The paper shows that ranked MSO-query enumeration on strings given by straight-line programs can be solved with linear preprocessing and constant delay, generalizing previous results from uncompressed to compressed data. A corollary is that for a fixed polyregular function, the output symbols can be listed with linear preprocessing and constant delay.

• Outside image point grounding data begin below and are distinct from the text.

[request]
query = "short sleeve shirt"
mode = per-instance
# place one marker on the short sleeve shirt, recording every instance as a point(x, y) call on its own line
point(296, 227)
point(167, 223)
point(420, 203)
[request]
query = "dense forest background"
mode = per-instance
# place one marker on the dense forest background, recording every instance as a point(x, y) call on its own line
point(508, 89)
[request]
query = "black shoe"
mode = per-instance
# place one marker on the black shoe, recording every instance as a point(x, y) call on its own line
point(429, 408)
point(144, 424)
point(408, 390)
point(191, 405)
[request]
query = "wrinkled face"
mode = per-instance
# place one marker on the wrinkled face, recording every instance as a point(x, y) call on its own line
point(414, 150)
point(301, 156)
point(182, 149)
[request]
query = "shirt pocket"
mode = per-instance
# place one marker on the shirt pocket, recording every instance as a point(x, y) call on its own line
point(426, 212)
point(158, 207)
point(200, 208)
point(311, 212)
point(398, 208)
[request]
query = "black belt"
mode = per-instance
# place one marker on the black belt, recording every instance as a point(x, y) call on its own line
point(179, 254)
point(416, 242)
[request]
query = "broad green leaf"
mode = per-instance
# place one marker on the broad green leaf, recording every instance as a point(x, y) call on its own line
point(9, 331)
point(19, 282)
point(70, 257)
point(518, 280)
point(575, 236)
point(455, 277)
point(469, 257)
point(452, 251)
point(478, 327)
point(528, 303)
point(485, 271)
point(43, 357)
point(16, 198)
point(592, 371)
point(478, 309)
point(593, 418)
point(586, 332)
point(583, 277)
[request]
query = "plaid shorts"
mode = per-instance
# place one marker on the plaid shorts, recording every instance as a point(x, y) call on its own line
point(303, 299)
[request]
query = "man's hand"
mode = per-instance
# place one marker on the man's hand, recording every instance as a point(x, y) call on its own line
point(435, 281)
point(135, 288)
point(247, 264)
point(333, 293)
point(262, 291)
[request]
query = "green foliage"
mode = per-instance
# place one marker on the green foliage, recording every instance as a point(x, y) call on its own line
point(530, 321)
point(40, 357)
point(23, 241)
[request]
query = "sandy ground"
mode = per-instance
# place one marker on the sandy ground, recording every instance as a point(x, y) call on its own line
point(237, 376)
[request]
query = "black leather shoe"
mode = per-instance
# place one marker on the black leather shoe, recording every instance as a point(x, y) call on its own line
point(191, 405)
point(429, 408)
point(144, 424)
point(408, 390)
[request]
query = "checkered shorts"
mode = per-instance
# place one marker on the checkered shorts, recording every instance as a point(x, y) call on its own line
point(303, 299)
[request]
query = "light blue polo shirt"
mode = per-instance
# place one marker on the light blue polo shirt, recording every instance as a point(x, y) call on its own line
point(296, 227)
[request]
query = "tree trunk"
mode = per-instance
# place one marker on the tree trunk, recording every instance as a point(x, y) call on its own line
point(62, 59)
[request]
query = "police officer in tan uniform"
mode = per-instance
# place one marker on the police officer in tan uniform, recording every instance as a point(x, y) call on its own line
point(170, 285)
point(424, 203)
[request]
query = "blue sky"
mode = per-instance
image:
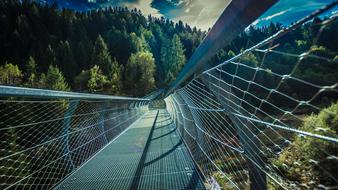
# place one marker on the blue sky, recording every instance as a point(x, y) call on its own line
point(204, 13)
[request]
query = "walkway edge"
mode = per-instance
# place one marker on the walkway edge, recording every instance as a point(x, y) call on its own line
point(124, 131)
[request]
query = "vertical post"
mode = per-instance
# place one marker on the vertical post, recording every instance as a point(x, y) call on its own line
point(248, 139)
point(66, 127)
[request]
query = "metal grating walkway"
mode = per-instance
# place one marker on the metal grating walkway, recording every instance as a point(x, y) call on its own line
point(149, 155)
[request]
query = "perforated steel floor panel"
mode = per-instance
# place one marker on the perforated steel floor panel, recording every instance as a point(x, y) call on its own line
point(146, 156)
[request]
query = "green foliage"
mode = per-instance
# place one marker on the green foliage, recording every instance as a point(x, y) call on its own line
point(172, 58)
point(101, 56)
point(77, 41)
point(307, 157)
point(31, 71)
point(97, 81)
point(54, 80)
point(116, 78)
point(139, 74)
point(10, 74)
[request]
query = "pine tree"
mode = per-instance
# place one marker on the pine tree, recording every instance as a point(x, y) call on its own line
point(54, 80)
point(139, 74)
point(31, 73)
point(172, 58)
point(65, 60)
point(101, 56)
point(10, 74)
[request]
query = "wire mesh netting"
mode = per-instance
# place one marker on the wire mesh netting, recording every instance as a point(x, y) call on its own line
point(44, 140)
point(269, 112)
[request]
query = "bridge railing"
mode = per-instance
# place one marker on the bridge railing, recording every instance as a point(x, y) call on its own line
point(266, 118)
point(46, 135)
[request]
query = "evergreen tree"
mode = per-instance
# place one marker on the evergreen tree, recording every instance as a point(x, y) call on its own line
point(173, 58)
point(31, 72)
point(101, 56)
point(54, 80)
point(97, 81)
point(139, 74)
point(10, 74)
point(65, 60)
point(116, 77)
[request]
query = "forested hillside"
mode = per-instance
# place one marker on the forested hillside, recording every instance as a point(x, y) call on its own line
point(114, 51)
point(122, 52)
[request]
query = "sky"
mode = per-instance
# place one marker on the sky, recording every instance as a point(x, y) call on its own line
point(204, 13)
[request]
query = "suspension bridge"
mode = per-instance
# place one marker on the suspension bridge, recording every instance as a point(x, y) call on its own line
point(225, 126)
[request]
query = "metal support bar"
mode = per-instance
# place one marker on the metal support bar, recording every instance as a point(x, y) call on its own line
point(235, 18)
point(66, 127)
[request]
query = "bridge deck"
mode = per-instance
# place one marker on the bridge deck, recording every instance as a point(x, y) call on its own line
point(149, 155)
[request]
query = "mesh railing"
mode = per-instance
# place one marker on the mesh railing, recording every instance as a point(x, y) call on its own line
point(46, 135)
point(269, 115)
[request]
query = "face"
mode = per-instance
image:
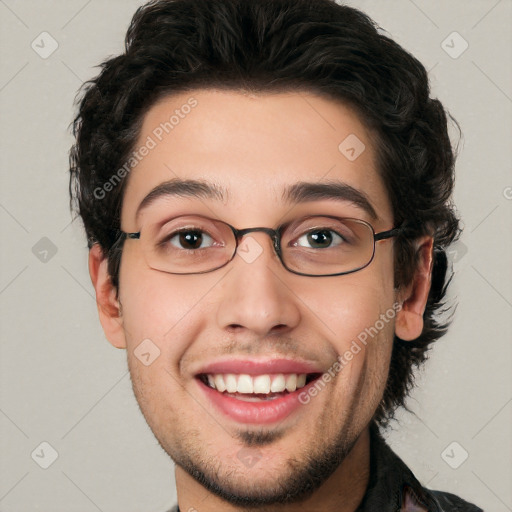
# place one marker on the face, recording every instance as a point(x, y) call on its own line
point(252, 319)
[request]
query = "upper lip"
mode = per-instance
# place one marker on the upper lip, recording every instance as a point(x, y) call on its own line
point(259, 366)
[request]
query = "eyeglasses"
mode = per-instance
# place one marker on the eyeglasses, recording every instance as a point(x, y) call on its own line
point(319, 245)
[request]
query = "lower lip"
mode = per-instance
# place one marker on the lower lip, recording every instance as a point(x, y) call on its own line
point(264, 412)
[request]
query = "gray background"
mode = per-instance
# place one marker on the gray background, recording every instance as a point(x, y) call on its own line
point(62, 382)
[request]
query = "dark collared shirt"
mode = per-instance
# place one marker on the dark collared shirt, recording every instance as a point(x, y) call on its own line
point(392, 487)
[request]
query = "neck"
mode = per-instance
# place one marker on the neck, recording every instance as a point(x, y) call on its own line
point(343, 491)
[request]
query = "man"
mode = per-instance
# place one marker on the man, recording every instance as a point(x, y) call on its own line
point(266, 190)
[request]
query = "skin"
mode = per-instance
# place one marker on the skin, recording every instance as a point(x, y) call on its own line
point(254, 146)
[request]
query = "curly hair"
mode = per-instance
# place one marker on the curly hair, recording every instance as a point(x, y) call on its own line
point(276, 46)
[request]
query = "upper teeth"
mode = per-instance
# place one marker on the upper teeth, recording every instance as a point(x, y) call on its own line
point(244, 383)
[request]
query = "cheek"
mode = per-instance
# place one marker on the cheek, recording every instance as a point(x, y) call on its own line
point(159, 307)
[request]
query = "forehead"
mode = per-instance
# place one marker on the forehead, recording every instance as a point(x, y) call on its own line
point(253, 148)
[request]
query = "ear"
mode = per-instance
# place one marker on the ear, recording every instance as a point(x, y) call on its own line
point(109, 308)
point(409, 320)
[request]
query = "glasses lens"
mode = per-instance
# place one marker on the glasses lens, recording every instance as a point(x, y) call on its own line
point(327, 245)
point(188, 244)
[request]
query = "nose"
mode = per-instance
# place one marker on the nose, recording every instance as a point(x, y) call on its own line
point(255, 295)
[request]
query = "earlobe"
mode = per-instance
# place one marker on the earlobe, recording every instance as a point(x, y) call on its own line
point(409, 320)
point(109, 309)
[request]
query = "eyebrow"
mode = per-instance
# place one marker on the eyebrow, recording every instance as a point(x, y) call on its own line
point(336, 190)
point(182, 188)
point(297, 193)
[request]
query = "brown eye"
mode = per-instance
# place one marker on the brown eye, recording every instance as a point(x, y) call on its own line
point(191, 239)
point(320, 239)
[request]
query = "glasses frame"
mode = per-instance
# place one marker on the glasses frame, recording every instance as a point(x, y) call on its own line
point(275, 235)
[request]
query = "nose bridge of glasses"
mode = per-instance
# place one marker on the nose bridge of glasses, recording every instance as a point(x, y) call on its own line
point(272, 233)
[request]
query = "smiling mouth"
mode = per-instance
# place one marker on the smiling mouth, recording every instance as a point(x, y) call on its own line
point(255, 388)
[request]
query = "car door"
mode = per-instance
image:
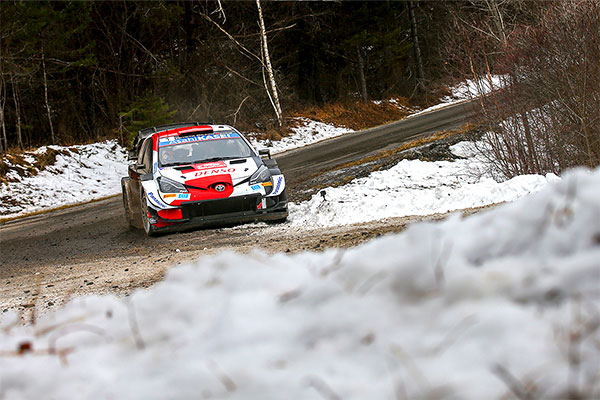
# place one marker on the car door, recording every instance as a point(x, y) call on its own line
point(142, 166)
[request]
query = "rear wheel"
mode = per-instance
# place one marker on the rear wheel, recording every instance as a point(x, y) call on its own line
point(148, 227)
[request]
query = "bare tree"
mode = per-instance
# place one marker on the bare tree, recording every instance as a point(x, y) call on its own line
point(53, 138)
point(3, 140)
point(273, 95)
point(15, 90)
point(416, 46)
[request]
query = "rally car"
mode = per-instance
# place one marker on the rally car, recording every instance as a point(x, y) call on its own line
point(191, 174)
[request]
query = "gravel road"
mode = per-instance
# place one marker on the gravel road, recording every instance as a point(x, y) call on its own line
point(49, 258)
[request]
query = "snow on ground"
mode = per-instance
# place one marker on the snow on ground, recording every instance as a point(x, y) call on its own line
point(463, 308)
point(307, 132)
point(82, 173)
point(414, 187)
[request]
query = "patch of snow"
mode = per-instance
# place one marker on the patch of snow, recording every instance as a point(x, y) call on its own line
point(443, 310)
point(89, 172)
point(414, 187)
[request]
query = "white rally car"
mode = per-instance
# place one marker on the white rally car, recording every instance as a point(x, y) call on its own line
point(191, 174)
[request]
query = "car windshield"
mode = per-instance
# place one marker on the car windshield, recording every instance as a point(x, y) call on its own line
point(202, 148)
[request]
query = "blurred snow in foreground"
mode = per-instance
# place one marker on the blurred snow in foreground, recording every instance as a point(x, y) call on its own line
point(462, 308)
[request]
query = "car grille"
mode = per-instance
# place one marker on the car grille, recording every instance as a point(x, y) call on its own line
point(222, 206)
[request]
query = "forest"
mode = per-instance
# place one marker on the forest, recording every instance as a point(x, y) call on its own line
point(74, 72)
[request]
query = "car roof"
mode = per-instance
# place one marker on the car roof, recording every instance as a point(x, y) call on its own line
point(191, 129)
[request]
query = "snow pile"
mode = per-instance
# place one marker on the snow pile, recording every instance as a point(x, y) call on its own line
point(307, 132)
point(459, 309)
point(414, 187)
point(80, 173)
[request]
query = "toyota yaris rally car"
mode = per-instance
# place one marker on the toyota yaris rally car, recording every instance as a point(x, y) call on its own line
point(187, 175)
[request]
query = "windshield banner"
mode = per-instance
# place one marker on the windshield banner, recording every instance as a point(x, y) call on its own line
point(192, 139)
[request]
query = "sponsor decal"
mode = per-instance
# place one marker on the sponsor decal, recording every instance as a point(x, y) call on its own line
point(217, 164)
point(151, 195)
point(217, 171)
point(198, 138)
point(279, 180)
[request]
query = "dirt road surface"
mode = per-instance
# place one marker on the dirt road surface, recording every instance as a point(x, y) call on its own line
point(49, 258)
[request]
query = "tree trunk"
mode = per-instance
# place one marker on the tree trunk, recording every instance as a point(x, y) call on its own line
point(267, 58)
point(17, 111)
point(497, 17)
point(3, 141)
point(361, 71)
point(52, 137)
point(416, 46)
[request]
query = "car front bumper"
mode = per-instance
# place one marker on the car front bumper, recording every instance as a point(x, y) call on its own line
point(223, 212)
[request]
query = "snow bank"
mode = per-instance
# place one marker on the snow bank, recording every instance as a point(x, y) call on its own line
point(444, 310)
point(414, 187)
point(81, 173)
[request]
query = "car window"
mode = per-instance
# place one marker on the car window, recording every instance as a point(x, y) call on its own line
point(145, 157)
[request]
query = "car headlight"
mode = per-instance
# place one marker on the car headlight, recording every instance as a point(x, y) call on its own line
point(262, 174)
point(167, 185)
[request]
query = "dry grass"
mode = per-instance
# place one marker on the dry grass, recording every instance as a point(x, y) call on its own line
point(358, 115)
point(15, 160)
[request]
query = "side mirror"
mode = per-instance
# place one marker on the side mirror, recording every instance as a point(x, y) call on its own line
point(264, 153)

It is shown that the ranked query enumeration problem for a fixed MSO-query on strings can be solved with linear preprocessing and constant delay in the grammar-compressed setting, where the input string is given by a so-called straight-line program, i.e., a context-free grammar that produces exactly one string. Moreover, `ranked' means that the output tuples of the MSO-query are printed in a specific order that has to be MSO-definable. This is the first result for ranked query enumeration on compressed data. A corollary of this result is that for a fixed polyregular function $f$ and a word $w$ that is given by a straight-line program of size $n$, one can list after preprocessing time $\mathcal{O}(n)$ the symbols in $f(w)$ from left to right with constant delay, which generalizes a result of Bojanczyk for the case where $w$ is uncompressed. The proofs for these results are based on factorization trees, which are made accessible to the grammar-compressed setting (a contribution of independent interest).